QUÉ TIENE DE NUEVO LO NUEVO



Lo que caracteriza al filósofo es el hecho de que trabaja con las ideas. Todos los filósofos, por definición, comparten dicho objeto: es eso y no otra cosa lo que los constituye como tales (por supuesto que pueden tomar la decisión de abandonar el territorio de las ideas y, siguiendo las indicaciones de Marx en su tesis XI sobre Feuerbach, dedicarse a transformar el mundo, pero en tal caso estarán comportándose como ciudadanos con elogiable sensibilidad política y social, pero ya no como filósofos). Lo que diferencia a unos filósofos de otros, lo que permite establecer una tipología entre ellos, es el lugar donde creen encontrarlas.

Así, el filósofo mundano se caracteriza por su convencimiento de que la realidad en su conjunto y en sus detalles se encuentra ya empapada de ideas, y que, revestidas con uno u otro ropaje (el de las opiniones explícitas de los individuos cuando sentencian en su vida cotidiana acerca del sentido de las cosas, el de los tópicos asumidos acríticamente por casi todo el mundo, etcétera...), nos tropezamos con ellas de continuo. El filósofo académico, en cambio, está persuadido que el habitat privilegiado, por no decir exclusivo, de las ideas son los textos filosóficos, porque es ahí donde pueden desplegar toda su potencia teórica en condiciones, donde muestran su auténtico valor de conocimiento.
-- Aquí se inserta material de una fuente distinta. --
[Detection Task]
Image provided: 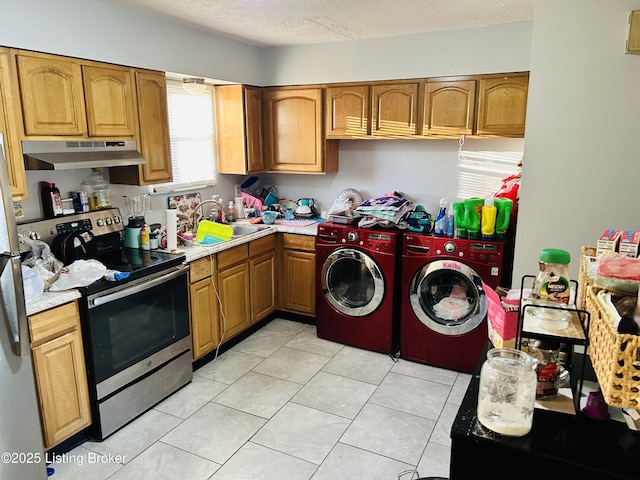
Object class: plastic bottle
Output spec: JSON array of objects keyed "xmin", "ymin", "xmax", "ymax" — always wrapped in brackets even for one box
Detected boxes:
[
  {"xmin": 140, "ymin": 223, "xmax": 151, "ymax": 250},
  {"xmin": 89, "ymin": 167, "xmax": 111, "ymax": 210},
  {"xmin": 227, "ymin": 200, "xmax": 236, "ymax": 222},
  {"xmin": 433, "ymin": 197, "xmax": 449, "ymax": 237},
  {"xmin": 447, "ymin": 213, "xmax": 455, "ymax": 238},
  {"xmin": 40, "ymin": 182, "xmax": 64, "ymax": 218},
  {"xmin": 481, "ymin": 197, "xmax": 497, "ymax": 241}
]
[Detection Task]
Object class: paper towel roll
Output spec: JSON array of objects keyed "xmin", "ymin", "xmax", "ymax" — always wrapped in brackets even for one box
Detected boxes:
[{"xmin": 165, "ymin": 208, "xmax": 178, "ymax": 252}]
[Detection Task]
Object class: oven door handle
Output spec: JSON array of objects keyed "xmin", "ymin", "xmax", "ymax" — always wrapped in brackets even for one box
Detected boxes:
[{"xmin": 89, "ymin": 265, "xmax": 189, "ymax": 308}]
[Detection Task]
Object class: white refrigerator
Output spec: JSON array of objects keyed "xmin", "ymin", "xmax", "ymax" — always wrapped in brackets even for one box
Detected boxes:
[{"xmin": 0, "ymin": 133, "xmax": 47, "ymax": 480}]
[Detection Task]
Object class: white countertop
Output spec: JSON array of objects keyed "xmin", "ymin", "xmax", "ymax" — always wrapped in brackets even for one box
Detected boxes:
[{"xmin": 27, "ymin": 222, "xmax": 318, "ymax": 315}]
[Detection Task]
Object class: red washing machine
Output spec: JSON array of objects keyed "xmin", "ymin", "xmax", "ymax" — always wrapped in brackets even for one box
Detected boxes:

Descrita de semejante manera esta dualidad de figuras, no parece que tenga demasiado sentido plantearla como si se tratara de una disyuntiva ante la que no hubiera más remedio que optar. A fin de cuentas, en ambas podemos encontrar los elementos sustanciales del registro filosófico, distinguiéndose únicamente por el lugar en el que colocan el acento de lo que entienden como lo más importante. La cosa empieza a radicalizarse, y plantearse en términos de opción, cuando examinamos las materializaciones de las dos figuras y, sobre todo, reparamos en las menos acertadas. Así, el peor filósofo mundano es el que cree que basta con ponerse delante de la tele (o similares) y darle a la cabeza. Como si fuera suficiente con dejar ir la propia capacidad de interpretación y análisis de lo que pasa, dar libre curso a la especulación espontánea y desordenada, en definitiva, a la libre asociación de ideas e imágenes, para que así, sin necesidad de disciplina, destreza ni lectura previa alguna, fluya ya un pensar penetrante y poderoso.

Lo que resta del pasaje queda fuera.